Он кричит, задыхаясь, и чувствует, что это только начало. Но из коридора выходит Поля. Он оборачивается. И оттого, что прислуга может услышать, он обязан сдержаться, хотя вот только теперь пришли к нему наконец самые убедительные, самые нужные — грубые, кабацкие слова; его охватывает еще большая злоба.
Невероятным напряжением воли он обуздывает себя на краю пропасти. Надо что-то сказать. Для прислуги. Для других. И он говорит хриплым, срывающимся голосом, процеживая каждое слово сквозь зубы:
— До свидания, Анюточка! Итак, я заказываю два билета в Москву. Готовь в дорогу свои вещи. Мы остановимся у Бунчужных.
Профессор
Внешне все оставалось, как прежде, — вставал в семь часов, уезжал на работу в десять, возвращался в шесть.
Его измучила бессонница, он с трудом заставлял себя есть, уступая лишь просьбам жены, раздражался по всякому поводу.
Когда выходил на лестницу, черные тени бросались под ноги, раскрывалась гулкая пустота. Он судорожно цеплялся за перила, чтобы не упасть на звонкие каменные ступени.
Небольшого роста, сутулый, с седым, низко остриженным ежиком, он в свои пятьдесят пять лет казался значительно старше.
Его ближайший друг, жена Марья Тимофеевна, не могла в те годы подойти близко к нему, он замкнулся и казался глухим ко всему.

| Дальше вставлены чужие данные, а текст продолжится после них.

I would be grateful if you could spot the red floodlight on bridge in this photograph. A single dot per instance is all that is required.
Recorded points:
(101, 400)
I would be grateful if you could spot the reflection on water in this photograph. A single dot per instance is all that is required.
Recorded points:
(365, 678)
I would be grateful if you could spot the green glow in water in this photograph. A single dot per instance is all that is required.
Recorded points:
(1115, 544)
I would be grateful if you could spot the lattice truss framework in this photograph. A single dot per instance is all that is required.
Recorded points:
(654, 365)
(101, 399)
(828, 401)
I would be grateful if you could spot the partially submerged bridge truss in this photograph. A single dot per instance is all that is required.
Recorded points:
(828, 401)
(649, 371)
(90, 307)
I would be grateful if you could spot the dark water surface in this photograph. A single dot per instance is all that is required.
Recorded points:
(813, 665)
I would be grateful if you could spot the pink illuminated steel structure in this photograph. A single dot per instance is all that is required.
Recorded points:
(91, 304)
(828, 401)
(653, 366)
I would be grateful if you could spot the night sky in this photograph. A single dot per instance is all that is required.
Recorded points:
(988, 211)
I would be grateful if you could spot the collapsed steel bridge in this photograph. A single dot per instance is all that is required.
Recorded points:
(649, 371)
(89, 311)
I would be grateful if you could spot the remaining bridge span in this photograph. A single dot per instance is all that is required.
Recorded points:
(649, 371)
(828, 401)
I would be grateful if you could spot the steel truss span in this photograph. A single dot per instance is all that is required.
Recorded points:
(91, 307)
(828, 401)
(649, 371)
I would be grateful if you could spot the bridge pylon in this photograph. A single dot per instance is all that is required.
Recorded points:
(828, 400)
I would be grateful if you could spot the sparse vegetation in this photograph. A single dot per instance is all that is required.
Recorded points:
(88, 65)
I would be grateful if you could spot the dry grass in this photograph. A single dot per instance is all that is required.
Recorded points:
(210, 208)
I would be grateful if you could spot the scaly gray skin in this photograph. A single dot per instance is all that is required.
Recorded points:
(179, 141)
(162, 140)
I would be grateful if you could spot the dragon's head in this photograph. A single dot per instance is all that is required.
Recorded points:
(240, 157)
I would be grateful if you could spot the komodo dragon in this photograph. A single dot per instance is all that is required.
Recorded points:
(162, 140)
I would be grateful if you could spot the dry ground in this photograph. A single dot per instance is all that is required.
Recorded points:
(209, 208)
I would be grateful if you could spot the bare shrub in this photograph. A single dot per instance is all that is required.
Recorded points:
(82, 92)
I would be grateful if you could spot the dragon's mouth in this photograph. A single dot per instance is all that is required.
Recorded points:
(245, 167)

Обычно по ночам в его кабинете горел свет. Дверь была на крючке. Марья Тимофеевна слышала шаги мужа, она тихонько стучалась к нему, но Федор Федорович либо не слышал, либо не хотел впускать ее к себе.
Утром старый автомобиль ждал у подъезда. Дорога отнимала двадцать минут.
За слюдяными желтыми окошечками убегали назад мокрые дома, дождь глухо стучал по натянутому брезенту, с писком вытискивалась из-под шин грязь. Бунчужный сползал с подушек вперед, к месту шофера, и покорно отдавался укачиванию.
За институтскими воротами Федор Федорович без сожаления, но и без поспешности оставлял мягкие подушки, потирая придавленное креслом шофера колено, поднимался к себе. Широкая лестница уводила на второй этаж, разделенный пополам длинным коридором. Бунчужный поднимался медленно, хотя одышка нисколько не тяготила.
Ему слышались голоса научных сотрудников химической лаборатории — хмельной задор первого опьянения от приобщения к тому большому, что называлось «и с с л е д о в а т е л ь с к а я работа».
— Металлургия — это химия высоких температур. Шихта решает дело!
— Металлургия — это физика и механика высоких и средних температур! — говорилось в лаборатории засыпных аппаратов.
Федор Федорович щурил глаза.
«Все это так. И не так!» Но молодой спор об определении металлургии не трогал профессора, хотя спор был вовсе не терминологического характера. Бунчужный вспоминал его в минуты, когда покидал институт.
Свой день Федор Федорович начинал с обхода лаборатории вязкости шлаков. Он замедлял шаги и, испытывая неприязнь к холодной, слишком блестящей ручке двери (в самом деле, кто и когда чистит эти ручки?), задерживался на несколько секунд у порога, морща бледный лоб. Затем резко толкал дверь.